Cells expressing GFP-b(5)tail, were grown to ∼70% confluence in 100 mm Petri dishes. Four dishes were treated with 100 μM PDMP and four were left untreated. Subsequent steps were carried out in the cold. All solutions (except the ones in the final step gradient) contained either 0.1 mM PDMP or an equivalent volume of ethanol. The cells were washed with PBS and then resuspended in 400 μl of a hypotonic buffer (1 mM Tris-HCl, pH 7.4, 15 mM KCl, 0.1 mM EDTA plus protease inhibitors). The cells were allowed to swell for 5 minutes, and then supplemented with 400 μl of a compensating buffer (to re-establish isotonicity) containing 0.5 M sucrose plus the same components as the hypotonic buffer. The cells were then ruptured in a cell cracker, the homogenate was brought to 2 ml with isotonic buffer, and nuclei were eliminated by centrifugation as in the previous paragraph.

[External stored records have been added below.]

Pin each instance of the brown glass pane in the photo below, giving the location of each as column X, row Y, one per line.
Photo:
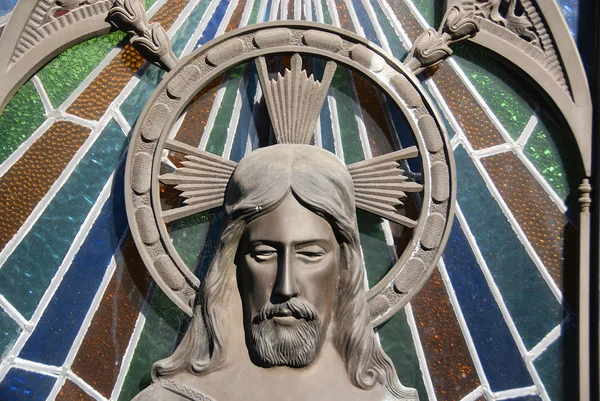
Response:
column 100, row 356
column 30, row 178
column 450, row 366
column 546, row 227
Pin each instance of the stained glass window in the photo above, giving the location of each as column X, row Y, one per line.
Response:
column 81, row 319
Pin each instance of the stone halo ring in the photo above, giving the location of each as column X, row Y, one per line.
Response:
column 337, row 47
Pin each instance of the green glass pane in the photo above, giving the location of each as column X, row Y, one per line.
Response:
column 557, row 367
column 218, row 134
column 156, row 342
column 326, row 15
column 376, row 252
column 9, row 331
column 553, row 152
column 396, row 341
column 503, row 94
column 21, row 117
column 64, row 73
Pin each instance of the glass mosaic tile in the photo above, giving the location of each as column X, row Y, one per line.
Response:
column 9, row 332
column 554, row 153
column 396, row 46
column 64, row 73
column 157, row 341
column 365, row 22
column 28, row 271
column 215, row 20
column 498, row 87
column 396, row 340
column 135, row 102
column 486, row 325
column 351, row 144
column 236, row 16
column 247, row 116
column 253, row 19
column 183, row 35
column 53, row 336
column 99, row 359
column 570, row 10
column 23, row 114
column 343, row 15
column 528, row 298
column 7, row 6
column 448, row 359
column 376, row 253
column 30, row 178
column 558, row 366
column 70, row 392
column 21, row 385
column 326, row 14
column 551, row 236
column 218, row 133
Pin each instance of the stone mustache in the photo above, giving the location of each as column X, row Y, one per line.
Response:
column 283, row 313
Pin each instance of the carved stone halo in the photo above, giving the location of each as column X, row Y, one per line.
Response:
column 178, row 88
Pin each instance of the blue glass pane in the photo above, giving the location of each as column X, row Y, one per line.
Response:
column 25, row 385
column 498, row 353
column 53, row 336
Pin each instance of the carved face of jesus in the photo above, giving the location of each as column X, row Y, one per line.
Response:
column 288, row 264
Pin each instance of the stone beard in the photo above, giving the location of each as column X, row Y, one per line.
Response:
column 277, row 344
column 291, row 250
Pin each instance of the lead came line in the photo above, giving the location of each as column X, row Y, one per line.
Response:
column 500, row 302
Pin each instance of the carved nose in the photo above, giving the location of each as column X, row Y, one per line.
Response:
column 285, row 283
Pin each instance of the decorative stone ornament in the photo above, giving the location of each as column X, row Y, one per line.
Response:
column 288, row 263
column 204, row 177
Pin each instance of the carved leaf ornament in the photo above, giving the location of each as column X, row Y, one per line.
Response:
column 294, row 101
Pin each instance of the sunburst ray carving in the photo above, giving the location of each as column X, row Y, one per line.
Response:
column 202, row 180
column 294, row 100
column 380, row 185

The PNS was adjusted to contain 25 mM KCl, 0.5 mM MgCl₂ and 10 mM Tris-HCl, pH 7.5 (TKM) and layered over a discontinuous gradient consisting of two 0.75 ml layers of 2.0 and 0.8 M sucrose, containing TKM. The gradients were centrifuged for 17 hours at 195,000 g_max in a TLA 100.3 rotor (Beckman). The pellet, containing the free ribosomes, was redissolved in a small volume of 0.25 M sucrose-TKM.

Protein was determined by the Bradford assay (reagents from Pierce), and RNA as described (Munro and Fleck, 1966). SDS-PAGE and western blotting were carried out as detailed in previous publications (Bulbarelli et al., 2002). Western blots were developed with SuperSignal® West Pico or Dura Chemiluminescent Substrate from Pierce.

In addition to the people who kindly donated antibodies, listed in the Materials and Methods section, we thank Pietro De Camilli for critically reading the manuscript, Silvia Brambillasca and Sara Colombo for their helpfulness in the lab, and Francesca Lombardo for collaboration in the EM studies. This work was partially supported by CNR grant ME-P02-IN-C2-M001 to the Institute for Neuroscience, and by a grant from the Italian Ministry of Research PRIN-COFIN to N.B.